The law requires that employers withhold a certain amount of taxes from an employees paycheck and submit it to the government through a tax system called FICA. FICA stands for Federal Insurance Contributions Act. As part of the tax payment, social security taxes are withheld. Think of Social Security as an insurance. It’s a way of providing monetary benefits upon retirement, or if one becomes disabled or for the surviving spouse or children in the event of death. They are financed by taxes due from the employee and the employer. The payments are divided equally between the two.
How It Works
Every time an employee receives a paycheck, the payroll taxes are withheld. The employer is in charge of paying his whole measure of government taxes that are due. For every year the employee’s FICA commitment is examined they will get credit from the Social Security Administration for those wages for that year. The Medicare tax is an additional tax that is owed by the taxpayer. The Medicare program exists principally to furnish retirees with medical advantages. The Medicare tax along with the Social Security tax is what the FICA tax consists of.

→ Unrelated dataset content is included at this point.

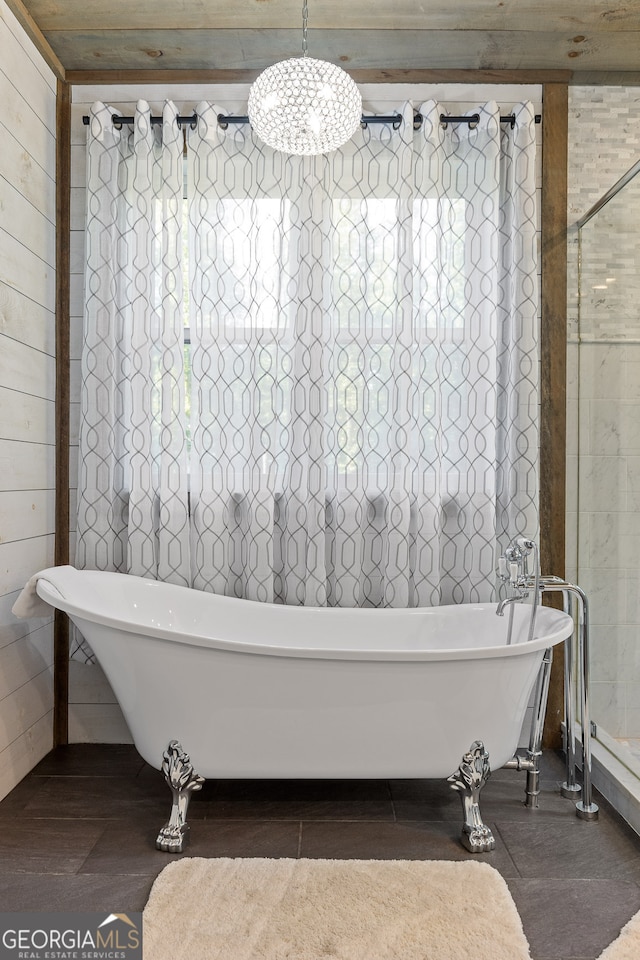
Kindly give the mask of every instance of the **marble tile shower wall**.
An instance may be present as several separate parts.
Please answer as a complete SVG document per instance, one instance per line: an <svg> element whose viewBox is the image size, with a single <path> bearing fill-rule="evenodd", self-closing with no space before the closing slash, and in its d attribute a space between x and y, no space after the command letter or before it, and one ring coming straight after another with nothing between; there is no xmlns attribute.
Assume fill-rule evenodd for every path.
<svg viewBox="0 0 640 960"><path fill-rule="evenodd" d="M590 599L593 719L640 737L640 181L583 230L580 277L573 226L640 158L640 89L569 95L567 574Z"/></svg>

Income Vs Social Security Tax
All income received is taxed by the federal government. However, based on the status you file and the amount you claim as dependents, to some degree you control how much is withheld from your paycheck. This is not so with the Social Security tax. It cannot be adjusted in any way. The government has set a fixed amount that needs to be paid and if it isn’t paid, heavy penalties will be imposed.
Current Social Security Rate
The current rate of Social Security withholding is set at 12.4 percent. The full amount of the tax is divided equally between the employer and employee with each contributing 6.2 percent. The Medicare Tax rate is set at 2.9 percent and again is equally divided between employer and employee. It is the employer’s responsibility to withhold and submit the entire amount to the government.
Social Security Limits
The tax on Social Security actually has a limit. This is called a Wage Base Limit. It is currently set at $118,000 which means that earnings over that amount are not subject to the Social Security tax. However, there is no such limit set on the Medicare tax. No matter what you earn you will have to pay the Medicare tax. Medicare tax rates are adjusted at different income levels.

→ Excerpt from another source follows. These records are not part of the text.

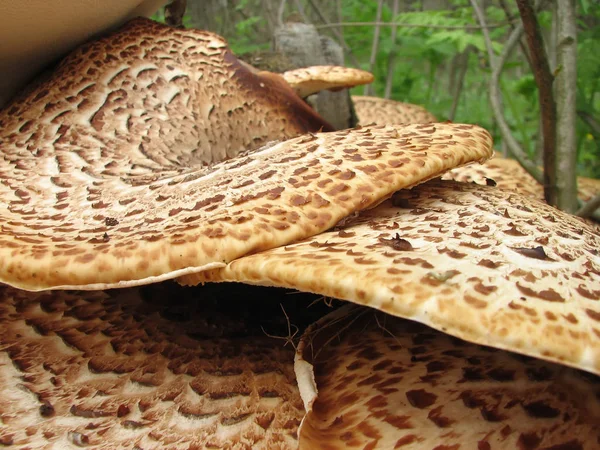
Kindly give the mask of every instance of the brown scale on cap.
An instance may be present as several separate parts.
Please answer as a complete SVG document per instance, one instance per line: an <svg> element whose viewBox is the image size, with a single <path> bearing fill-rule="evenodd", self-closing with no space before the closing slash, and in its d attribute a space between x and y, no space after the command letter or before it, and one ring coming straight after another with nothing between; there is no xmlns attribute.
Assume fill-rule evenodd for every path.
<svg viewBox="0 0 600 450"><path fill-rule="evenodd" d="M600 378L350 311L320 320L300 343L299 383L318 390L303 393L300 449L600 446Z"/></svg>
<svg viewBox="0 0 600 450"><path fill-rule="evenodd" d="M305 98L319 91L349 89L372 83L373 74L360 69L339 66L312 66L288 70L282 74L298 96Z"/></svg>
<svg viewBox="0 0 600 450"><path fill-rule="evenodd" d="M184 282L285 286L600 374L600 237L517 193L401 190L343 227Z"/></svg>
<svg viewBox="0 0 600 450"><path fill-rule="evenodd" d="M453 169L445 174L443 179L493 185L539 200L544 199L544 187L514 159L496 156L479 166L469 165ZM579 198L586 202L600 193L600 180L578 177L577 187Z"/></svg>
<svg viewBox="0 0 600 450"><path fill-rule="evenodd" d="M458 124L239 153L321 127L277 77L214 34L141 19L76 50L0 113L0 281L103 289L219 267L491 155L486 131Z"/></svg>
<svg viewBox="0 0 600 450"><path fill-rule="evenodd" d="M361 124L430 123L436 117L422 106L379 97L353 95L352 102Z"/></svg>
<svg viewBox="0 0 600 450"><path fill-rule="evenodd" d="M261 329L282 334L284 298L264 291L1 287L0 445L297 448L294 349Z"/></svg>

If you want to determine the amount of your Social Security benefits, you can use a tool available online. The benefits calculator will allow you to input your data and you will be able to get an estimate of what your benefits will be.

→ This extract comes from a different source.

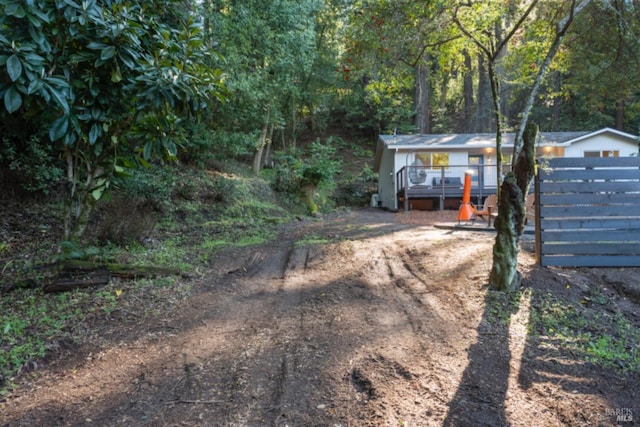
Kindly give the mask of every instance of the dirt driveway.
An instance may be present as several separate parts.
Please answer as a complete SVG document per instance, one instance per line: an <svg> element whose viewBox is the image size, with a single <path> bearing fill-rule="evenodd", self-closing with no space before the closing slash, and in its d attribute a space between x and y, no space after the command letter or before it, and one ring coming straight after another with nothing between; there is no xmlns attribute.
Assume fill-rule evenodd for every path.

How Self-Employment Tax Affects Your Social Security Maximum
For those of you who are self-employed, the social security maximum still affects you. Your social security maximum is capped based on the maximum profit of your company and also depending on the maximum made for that year. For instance, if you are self-employed and your schedule C net earnings stand at $125,000 in 2018, your taxation will anchor on the self-employment tax of 2018. For a person who is both employed and self-employed, the employment income is the one that comes first in consideration for the social security purpose. If the maximum falls short, then self-income has to come into play to service the deficit.